When two reports from the same match carry the same match ID and tick, you can line them up and see the divergence directly. Often the root cause is a non-deterministic physics result, the exact thing that makes mech games hard, where two clients integrate the same impulse slightly differently and drift apart. Capturing the seed and the input stream around the event lets you replay both sides and find the frame where they split.

Setting it up with Bugnet

Bugnet gives you an in-game report button that fires the moment a player hits a bug, and it captures game state automatically. For a mech game you wire that capture to include the full loadout, per-limb armor, current heat, the active match ID and tick, and a short ring buffer of physics state. The player just describes what felt wrong; the snapshot carries everything you actually need. Crashes, including the physics solver blowing up, arrive with a stack trace and full device and platform context so you can tell a content bug from an engine fault.

Because the same overheat or clipping bug gets reported by many players, Bugnet folds duplicate reports into one issue with an occurrence count. That count is your priority signal: a clipping glitch with four reports waits, while a heat exploit with two hundred jumps the queue. Custom fields let you store loadout hash and arena ID, and player attributes track platform and input device, so you can filter the dashboard down to the exact configuration where a bug lives instead of reading a thousand individual reports.

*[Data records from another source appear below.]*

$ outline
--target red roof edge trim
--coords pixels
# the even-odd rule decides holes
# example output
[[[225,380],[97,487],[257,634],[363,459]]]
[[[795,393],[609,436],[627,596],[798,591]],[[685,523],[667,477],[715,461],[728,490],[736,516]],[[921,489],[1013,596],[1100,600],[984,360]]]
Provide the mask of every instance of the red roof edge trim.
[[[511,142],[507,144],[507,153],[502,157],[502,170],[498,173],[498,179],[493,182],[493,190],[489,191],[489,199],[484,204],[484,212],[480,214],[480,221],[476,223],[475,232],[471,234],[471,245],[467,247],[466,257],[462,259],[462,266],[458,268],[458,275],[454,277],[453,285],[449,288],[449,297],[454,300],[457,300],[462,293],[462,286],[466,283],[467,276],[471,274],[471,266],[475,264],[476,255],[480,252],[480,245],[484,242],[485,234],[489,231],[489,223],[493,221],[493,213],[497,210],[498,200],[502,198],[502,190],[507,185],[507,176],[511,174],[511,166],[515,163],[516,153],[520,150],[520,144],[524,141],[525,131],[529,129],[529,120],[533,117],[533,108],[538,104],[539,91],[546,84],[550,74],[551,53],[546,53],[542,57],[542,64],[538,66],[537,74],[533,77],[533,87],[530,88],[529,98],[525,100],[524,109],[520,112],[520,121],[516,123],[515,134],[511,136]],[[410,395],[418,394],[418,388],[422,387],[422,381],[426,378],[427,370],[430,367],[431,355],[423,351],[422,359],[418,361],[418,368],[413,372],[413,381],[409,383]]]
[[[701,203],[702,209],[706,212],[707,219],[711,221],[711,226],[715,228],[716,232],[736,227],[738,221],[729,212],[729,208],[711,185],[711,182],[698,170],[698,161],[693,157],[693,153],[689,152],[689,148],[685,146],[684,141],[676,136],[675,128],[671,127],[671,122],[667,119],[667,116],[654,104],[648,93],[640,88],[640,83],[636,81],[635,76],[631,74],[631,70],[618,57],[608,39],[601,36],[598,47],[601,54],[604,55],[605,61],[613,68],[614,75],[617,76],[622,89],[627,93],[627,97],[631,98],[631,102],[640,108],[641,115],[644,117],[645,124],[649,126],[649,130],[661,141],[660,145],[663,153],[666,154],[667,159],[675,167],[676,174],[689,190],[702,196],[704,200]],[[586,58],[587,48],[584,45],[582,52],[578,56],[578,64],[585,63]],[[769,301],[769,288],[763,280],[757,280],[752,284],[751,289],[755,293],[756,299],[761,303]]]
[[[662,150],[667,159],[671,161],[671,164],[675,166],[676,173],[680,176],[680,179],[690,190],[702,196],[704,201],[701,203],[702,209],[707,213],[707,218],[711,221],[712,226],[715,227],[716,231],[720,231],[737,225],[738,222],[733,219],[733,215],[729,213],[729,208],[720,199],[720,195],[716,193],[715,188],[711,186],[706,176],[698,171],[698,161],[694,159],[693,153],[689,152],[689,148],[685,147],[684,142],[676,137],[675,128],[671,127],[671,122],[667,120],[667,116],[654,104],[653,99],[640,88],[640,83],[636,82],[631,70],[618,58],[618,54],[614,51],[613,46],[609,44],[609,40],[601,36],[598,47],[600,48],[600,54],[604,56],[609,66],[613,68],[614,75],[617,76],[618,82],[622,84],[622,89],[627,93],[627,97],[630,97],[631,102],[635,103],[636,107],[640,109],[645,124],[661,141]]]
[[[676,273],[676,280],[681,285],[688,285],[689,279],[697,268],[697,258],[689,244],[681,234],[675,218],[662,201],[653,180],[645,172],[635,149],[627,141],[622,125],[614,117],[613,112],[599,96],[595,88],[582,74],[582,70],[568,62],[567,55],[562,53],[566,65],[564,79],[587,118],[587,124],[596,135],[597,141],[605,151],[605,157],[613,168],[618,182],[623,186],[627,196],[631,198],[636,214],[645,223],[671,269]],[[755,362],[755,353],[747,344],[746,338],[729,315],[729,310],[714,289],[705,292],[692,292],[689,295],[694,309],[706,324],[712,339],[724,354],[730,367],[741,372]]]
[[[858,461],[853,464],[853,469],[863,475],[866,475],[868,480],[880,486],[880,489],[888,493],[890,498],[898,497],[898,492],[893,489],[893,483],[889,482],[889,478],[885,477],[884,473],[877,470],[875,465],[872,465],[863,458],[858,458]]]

Building a repro culture for your mech team

The payoff of all this capture is a team habit: nobody triages a mech bug without first spawning the exact mech that produced it. When the loadout, heat, and physics state travel with the report, a gameplay engineer can reconstruct the failing setup in a debug arena in under a minute. That speed changes behavior, because a bug that is cheap to reproduce gets fixed instead of deferred, and the customization space stops being a black hole.

Make a small set of canonical test loadouts that exercise the extremes: maximum mass, maximum heat output, one severed limb, and a deliberately unbalanced center of mass. Run them through your physics and netcode every build. Combined with field reports that carry real state, you build outward from the cases players actually hit toward a mech sandbox that rarely surprises you. The robots get more elaborate; the bug reports get more boring, which is exactly the goal.

Mech bugs hide in the loadout times physics space. Capture the equipped parts and the joint state and a robot that exploded mysteriously becomes a recipe you can replay.